In 2022, I received a Shenson Foundation Faculty Grant through my work as a woodwind instructor at the San Francisco Community Center. The Shenson grant supports a series of faculty concerts each year, and my idea was to create an event that brought songs from the WPA California Music Project collection to life through new performances by contemporary musical artists. Thus, my project “Tunes From Our Backyard” was born. 

My fondest memory of preparing for the concert was trying to find somebody who could transcribe and translate “Oggi Penza Per Te” (Today, Think of Yourself), a Neapolitan song sung by Giuseppe Russo of Pittsburg, CA in 1939. Online, I found a Neapolitan translator, and I sent them the recording that Sidney Robertson had made. The translator wrote back asking if I had a more high-fidelity recording. Well…unfortunately not, I said, and that if it wasn’t possible to work from this recording, I understood if they needed to pass. The translator was insistent on figuring it out, and he did with great time, effort, and just a little help from modern audio technology! 

I like to believe that, for the translator, Giuseppe Russo’s performance was personal.
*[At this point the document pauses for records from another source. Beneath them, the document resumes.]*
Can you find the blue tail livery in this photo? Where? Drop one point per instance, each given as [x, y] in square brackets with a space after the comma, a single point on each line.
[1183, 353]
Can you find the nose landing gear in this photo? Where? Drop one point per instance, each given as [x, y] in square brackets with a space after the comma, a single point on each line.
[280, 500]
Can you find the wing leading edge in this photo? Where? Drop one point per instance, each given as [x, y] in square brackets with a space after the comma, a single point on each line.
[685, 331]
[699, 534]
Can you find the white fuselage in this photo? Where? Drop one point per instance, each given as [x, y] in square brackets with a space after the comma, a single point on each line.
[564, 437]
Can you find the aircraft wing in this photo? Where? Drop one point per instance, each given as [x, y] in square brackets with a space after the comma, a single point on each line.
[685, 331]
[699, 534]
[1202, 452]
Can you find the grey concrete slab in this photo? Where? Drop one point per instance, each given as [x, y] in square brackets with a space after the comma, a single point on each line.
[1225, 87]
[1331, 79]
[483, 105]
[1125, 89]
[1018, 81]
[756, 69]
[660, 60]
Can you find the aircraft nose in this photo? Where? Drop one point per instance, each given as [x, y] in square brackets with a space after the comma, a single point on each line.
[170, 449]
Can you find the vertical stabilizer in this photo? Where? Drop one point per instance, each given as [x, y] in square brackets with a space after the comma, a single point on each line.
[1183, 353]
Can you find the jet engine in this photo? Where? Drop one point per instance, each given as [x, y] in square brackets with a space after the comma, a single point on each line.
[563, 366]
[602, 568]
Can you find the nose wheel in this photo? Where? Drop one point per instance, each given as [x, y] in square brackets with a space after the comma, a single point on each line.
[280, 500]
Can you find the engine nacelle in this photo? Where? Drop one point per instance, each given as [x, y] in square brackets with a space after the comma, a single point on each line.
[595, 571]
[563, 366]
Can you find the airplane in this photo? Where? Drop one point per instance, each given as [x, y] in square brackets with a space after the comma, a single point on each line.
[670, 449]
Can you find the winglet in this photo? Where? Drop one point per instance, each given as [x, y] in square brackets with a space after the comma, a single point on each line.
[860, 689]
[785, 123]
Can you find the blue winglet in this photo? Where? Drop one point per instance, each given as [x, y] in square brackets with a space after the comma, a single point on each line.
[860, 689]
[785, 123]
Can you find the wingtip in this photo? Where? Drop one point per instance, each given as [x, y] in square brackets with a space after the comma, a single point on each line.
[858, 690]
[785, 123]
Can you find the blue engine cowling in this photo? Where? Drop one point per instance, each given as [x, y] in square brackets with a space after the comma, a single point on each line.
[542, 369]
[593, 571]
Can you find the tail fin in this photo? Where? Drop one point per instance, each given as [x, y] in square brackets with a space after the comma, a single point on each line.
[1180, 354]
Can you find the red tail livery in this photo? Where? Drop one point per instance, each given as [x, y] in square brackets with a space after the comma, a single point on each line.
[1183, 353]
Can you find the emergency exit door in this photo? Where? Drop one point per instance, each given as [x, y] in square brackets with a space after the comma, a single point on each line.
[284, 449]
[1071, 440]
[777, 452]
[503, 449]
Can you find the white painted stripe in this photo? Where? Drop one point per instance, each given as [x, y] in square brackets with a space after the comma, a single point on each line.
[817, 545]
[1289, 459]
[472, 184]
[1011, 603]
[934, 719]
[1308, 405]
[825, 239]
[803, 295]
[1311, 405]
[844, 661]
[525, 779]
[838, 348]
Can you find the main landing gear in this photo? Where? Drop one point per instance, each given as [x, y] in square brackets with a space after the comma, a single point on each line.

Perhaps he was determined to accomplish this task because “Oggi Penza Per Te” provided a link between two people, Russo and the Neapolitan translator, half a world away and nearly a century apart.

These kinds of reactions to the project are typical. It’s hard not to find a personal connection with some individual or place or song that Sidney Robertson encountered. For me, that personal connection was made in her many recordings of Armenian music in Fresno, CA. My maternal ancestors were Armenian immigrants that went to Fresno in the early 20th century before settling in San Francisco. In speaking with my family about those early days, the music, along with references to Armenian cultural life, are well familiar. These kinds of connections are what inspired me to continue “Tunes From Our Backyard.”

Our next event will be on Sunday, February 23, 2025, at 2pm at the Concord Historical Society. The event will feature vocalists Diana Gameros, Erasmo Aiello, and Emily Zisman recreating Spanish, Italian, and English songs recorded by Sidney Robertson in and around Concord, CA. The event will also present artifacts from the collection through compelling audio/visual content by Mark Dzula. I encourage anybody who loves music and California history to join us and discover their own personal connection to the enduring work of Sidney Robertson.

David Steinberg is the creator of “Tunes From Our Backyard: Songs of the WPA California Folk Music Project.” He also composes and produces music for media and teaches saxophone, clarinet, and flute at the San Francisco Community Music Center.